W 8 dni pokonają 700 kilometrów. 12 członków Klubu Rowerowego Bidon z Gubina wyruszyło w rajd do Przemyśla. Dla bezpieczeństwa jadą drogami lokalnymi, mniej uczęszczanymi. Takich rajdów członkowie klubu mają na koncie kilka, ale w tegorocznej grupie jest aż ośmioro debiutantów.
– Pewne obawy były, ale mam nadzieję, że przeciwności nas zmobilizują, a nie zniechęcą – mówi Magdalena Gralak.
Paweł Tomczyk, prezes klubu i kierownik wyprawy podkreśla, że uczestnicy oprócz wymogów formalnych musieli wykazać się przygotowaniem fizycznym.

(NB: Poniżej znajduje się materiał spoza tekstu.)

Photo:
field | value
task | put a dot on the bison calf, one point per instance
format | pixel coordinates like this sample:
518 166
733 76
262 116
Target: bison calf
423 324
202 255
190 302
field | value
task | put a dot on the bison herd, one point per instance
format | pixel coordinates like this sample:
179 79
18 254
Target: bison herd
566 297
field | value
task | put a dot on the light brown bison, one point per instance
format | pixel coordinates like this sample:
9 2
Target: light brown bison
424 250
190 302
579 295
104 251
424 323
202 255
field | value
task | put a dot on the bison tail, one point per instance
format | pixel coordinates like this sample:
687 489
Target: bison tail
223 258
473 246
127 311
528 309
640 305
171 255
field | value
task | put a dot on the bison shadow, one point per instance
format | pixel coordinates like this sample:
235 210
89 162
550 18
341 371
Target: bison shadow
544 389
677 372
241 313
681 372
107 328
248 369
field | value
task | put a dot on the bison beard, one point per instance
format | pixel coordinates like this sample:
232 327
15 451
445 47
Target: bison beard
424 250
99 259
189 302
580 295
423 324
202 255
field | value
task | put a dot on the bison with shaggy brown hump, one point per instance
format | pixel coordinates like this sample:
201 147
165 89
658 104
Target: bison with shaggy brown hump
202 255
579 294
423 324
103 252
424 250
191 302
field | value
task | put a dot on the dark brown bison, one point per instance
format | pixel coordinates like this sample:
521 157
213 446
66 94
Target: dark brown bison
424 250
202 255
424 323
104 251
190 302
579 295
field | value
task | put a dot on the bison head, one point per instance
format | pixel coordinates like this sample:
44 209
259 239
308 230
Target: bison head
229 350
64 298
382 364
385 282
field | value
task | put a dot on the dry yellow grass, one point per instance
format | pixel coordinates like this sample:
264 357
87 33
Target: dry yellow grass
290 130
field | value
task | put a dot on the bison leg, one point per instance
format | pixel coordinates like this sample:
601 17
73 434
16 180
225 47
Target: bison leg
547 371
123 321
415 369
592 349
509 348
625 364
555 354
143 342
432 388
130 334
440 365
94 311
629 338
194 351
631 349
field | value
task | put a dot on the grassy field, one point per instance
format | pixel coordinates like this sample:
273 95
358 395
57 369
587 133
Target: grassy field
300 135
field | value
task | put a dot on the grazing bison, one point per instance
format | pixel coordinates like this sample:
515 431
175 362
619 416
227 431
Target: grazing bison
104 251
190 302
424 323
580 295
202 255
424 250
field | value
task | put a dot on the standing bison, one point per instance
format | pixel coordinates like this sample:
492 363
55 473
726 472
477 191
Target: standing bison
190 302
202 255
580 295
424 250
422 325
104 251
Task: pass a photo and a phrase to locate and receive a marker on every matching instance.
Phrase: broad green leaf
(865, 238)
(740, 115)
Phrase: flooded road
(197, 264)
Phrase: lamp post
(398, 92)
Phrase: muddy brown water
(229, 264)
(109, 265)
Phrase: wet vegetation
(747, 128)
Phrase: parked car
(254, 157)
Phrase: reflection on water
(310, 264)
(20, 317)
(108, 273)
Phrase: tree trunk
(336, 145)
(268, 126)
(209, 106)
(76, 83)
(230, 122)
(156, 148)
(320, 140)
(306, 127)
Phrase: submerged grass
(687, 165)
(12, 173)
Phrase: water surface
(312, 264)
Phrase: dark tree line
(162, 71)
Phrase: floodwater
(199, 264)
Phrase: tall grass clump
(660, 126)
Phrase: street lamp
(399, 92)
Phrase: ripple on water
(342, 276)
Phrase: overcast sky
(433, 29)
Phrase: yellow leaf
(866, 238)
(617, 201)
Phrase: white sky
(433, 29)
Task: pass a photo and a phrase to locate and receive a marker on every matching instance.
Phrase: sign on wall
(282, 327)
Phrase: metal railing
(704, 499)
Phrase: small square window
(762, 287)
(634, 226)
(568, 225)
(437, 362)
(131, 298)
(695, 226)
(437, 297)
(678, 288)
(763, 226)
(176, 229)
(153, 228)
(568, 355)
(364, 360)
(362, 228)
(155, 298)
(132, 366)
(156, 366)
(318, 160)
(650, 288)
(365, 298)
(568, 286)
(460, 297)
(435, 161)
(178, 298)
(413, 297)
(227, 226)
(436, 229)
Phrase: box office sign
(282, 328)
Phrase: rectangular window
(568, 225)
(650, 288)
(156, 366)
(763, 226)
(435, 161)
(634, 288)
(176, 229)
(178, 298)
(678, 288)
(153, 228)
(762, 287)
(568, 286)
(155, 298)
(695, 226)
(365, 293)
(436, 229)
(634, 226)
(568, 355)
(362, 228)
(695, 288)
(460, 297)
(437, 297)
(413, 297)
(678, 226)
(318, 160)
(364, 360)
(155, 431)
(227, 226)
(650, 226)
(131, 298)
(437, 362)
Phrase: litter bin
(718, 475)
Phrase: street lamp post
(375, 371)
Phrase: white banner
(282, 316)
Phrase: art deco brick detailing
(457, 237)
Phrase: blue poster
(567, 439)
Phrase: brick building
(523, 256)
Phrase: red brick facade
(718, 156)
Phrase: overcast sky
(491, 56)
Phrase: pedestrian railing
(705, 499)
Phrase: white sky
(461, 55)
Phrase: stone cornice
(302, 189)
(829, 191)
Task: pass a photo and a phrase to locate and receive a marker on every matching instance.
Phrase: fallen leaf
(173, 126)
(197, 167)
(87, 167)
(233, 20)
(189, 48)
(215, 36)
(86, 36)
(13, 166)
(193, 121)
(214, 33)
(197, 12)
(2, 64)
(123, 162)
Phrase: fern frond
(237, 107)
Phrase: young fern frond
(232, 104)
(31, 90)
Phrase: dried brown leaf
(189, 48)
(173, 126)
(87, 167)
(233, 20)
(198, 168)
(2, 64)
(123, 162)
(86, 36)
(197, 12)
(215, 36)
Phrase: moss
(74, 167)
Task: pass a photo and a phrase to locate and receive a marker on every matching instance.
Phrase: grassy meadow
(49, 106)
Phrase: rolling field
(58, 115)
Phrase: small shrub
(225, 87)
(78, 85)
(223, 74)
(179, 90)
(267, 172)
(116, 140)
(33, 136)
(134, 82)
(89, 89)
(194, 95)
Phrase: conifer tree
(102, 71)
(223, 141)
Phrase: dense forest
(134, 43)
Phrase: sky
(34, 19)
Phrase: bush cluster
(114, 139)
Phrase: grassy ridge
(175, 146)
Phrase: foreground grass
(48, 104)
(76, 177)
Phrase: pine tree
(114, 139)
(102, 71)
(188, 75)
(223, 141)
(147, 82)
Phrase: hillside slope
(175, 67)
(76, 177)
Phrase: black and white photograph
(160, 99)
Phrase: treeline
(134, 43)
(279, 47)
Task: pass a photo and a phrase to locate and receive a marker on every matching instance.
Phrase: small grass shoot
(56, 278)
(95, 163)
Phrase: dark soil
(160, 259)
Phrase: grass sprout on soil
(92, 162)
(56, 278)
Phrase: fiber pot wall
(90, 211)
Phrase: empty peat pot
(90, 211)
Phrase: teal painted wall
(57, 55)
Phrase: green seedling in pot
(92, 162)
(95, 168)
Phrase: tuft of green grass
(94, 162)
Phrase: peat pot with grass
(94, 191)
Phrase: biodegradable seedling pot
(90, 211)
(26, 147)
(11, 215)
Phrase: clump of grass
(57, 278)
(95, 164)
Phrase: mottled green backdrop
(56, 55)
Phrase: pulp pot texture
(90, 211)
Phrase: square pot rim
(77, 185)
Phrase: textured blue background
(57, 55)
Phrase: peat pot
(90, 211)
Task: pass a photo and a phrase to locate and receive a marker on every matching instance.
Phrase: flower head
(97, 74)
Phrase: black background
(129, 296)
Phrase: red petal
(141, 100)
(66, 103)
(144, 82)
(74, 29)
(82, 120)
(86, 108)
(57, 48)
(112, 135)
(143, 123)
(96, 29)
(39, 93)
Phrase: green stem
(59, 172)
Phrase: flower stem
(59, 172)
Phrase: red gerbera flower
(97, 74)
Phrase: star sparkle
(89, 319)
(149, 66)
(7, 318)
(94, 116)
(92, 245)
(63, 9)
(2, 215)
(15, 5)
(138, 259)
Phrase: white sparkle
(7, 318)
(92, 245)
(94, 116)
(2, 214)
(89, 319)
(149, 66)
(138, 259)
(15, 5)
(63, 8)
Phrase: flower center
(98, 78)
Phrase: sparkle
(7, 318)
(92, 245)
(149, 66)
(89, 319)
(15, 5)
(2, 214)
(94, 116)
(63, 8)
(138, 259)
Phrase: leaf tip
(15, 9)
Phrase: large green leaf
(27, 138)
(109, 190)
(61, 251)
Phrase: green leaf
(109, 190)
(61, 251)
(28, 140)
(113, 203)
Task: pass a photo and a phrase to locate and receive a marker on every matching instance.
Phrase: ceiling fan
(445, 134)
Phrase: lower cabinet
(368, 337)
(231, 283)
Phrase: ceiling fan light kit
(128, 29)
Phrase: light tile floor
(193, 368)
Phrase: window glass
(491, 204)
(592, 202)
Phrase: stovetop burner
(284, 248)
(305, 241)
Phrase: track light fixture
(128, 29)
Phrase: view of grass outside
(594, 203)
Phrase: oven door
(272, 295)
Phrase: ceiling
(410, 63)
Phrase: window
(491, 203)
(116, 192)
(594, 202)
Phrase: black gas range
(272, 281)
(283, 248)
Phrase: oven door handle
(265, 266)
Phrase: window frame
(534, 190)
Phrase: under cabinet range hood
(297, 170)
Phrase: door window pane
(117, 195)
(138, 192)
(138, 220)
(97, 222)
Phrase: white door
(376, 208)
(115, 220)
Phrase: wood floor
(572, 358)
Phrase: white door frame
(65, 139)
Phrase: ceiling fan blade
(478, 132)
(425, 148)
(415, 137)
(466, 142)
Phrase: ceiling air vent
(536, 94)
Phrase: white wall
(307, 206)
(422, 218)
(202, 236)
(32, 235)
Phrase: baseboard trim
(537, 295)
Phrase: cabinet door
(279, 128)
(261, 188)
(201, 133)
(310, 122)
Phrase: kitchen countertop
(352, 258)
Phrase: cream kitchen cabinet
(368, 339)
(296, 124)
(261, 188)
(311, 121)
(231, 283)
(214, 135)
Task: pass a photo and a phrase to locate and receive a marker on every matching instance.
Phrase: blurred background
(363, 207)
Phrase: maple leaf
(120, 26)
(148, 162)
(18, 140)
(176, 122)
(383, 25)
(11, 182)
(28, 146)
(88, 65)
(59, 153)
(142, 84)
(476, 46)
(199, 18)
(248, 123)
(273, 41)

Członkowie Gubińskiego Klubu Rowerowego Bidon mają już swoim koncie rajdy szlakiem latarni morskich, rad na Hel, do Kłodzka czy Walimia. W tym roku koronawirus pokrzyżował im jednak plany, bo pierwotnie mieli zrobić pętlę na trasie Gubin – Drezno – Praga – Gubin. Przepisy sanitarne sprawiły, że zmienili plany i wybrali się do Przemyśla.